Bugün, bu kanlı savaşın tribünündeki dünyadan birkaç tebrik- övgü dışında herhangi bir katkı payı almaksızın bölge ülkeleri arasından en fazla mülteci ağırlayan Türkiye; elbette Suriye’deki bu iç savaşın bir an önce bitmesi, artık meşruiyetini yitirmiş Esed rejimi yerine ülkede çoğulcu- katılımcı bir demokrasinin inşası ve tabiki topraklarında ağırladığı çok sayıdaki Suriye’linin sağ salim vatanlarına dönmesini arzu etmekte ve buna uygun bir dış politika sürdürmektedir.
Türkiye gerek içerdeki sarpa sarmış Pkk sorununu çözmede, gerekse bölgedeki dengeleri bölge halkları lehine inşa etmede; yani iç ve dış barış yolunda üzerine düşenleri gücü ölçüsünde ve kendisinden büyük (mevcut sistemden beslenen/ mevcut sistemi koruma eğilimindeki) güçlere rağmen yerine getirmektedir.

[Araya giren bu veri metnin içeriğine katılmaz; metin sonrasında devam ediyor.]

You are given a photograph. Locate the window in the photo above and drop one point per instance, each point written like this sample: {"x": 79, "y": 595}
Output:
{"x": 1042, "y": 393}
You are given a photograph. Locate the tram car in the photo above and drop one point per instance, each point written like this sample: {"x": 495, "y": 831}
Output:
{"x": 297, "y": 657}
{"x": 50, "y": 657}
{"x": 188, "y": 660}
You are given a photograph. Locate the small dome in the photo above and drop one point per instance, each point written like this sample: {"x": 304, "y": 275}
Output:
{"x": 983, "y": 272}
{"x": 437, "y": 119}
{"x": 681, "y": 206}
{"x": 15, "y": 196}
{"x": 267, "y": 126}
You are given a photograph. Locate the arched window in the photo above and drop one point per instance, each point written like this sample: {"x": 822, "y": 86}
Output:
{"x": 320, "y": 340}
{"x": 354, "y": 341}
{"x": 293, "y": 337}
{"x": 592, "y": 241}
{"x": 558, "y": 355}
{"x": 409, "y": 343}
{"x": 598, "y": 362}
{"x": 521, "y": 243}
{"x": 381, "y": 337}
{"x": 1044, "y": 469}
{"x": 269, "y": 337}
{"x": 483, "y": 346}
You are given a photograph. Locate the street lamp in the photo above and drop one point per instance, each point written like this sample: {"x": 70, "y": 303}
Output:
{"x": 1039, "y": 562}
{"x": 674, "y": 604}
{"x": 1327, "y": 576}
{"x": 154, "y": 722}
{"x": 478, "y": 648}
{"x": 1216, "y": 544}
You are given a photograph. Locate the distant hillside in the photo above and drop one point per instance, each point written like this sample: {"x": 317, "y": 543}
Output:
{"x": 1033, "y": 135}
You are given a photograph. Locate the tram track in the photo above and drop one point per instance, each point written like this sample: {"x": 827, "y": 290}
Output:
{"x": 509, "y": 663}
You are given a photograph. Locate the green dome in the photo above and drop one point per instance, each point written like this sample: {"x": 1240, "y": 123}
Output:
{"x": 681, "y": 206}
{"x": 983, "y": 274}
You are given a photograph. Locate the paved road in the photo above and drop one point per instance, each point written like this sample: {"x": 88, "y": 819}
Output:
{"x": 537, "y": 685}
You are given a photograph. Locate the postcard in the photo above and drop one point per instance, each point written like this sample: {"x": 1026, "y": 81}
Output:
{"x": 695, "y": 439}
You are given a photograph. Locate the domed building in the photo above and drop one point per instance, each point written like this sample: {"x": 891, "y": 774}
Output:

Zira biliyoruz ki BM daimi üyelerinin blokajı, bugüne kadar hala Suriye’de kökten bir çözüme gidilemesinin önündeki en büyük engeldir.
Zor bir coğrafyada iseniz.. Sizin dışınızdaki yangın sınırlarınıza kadar dayanmışsa.. Etnik kültürel farklılıklarınızla bu altyapıdan beslenen terör sorunsalınız varsa ve bu yangının bütün bu yoğuşmaya çakmak görevi yapmasından endişeliyseniz… İçerde bu yangını popüler politik söylemlere dönüştürerek kışkırtan bir muhalefet, dışarda mevcut küresel sistemden beslenenen rakipleriniz varsa.. Kendi içinizdeki asırlık zincirlerden kurtulma yolunda ve ekonomik büyümesini yeni yeni gerçekleştirmekte olan bir ülkeyseniz.. Tüm bunlara rağmen ülkesel çıkarlarınızı bile ikinci planda tutarak insani eksenli bir dış politika izleme gayreti içindeyseniz.. Kısaca siz 2014 yılının Türkiye’si iseniz.. Mülteciler de maalesef o insani eksenli politikanın bir parçasıdır.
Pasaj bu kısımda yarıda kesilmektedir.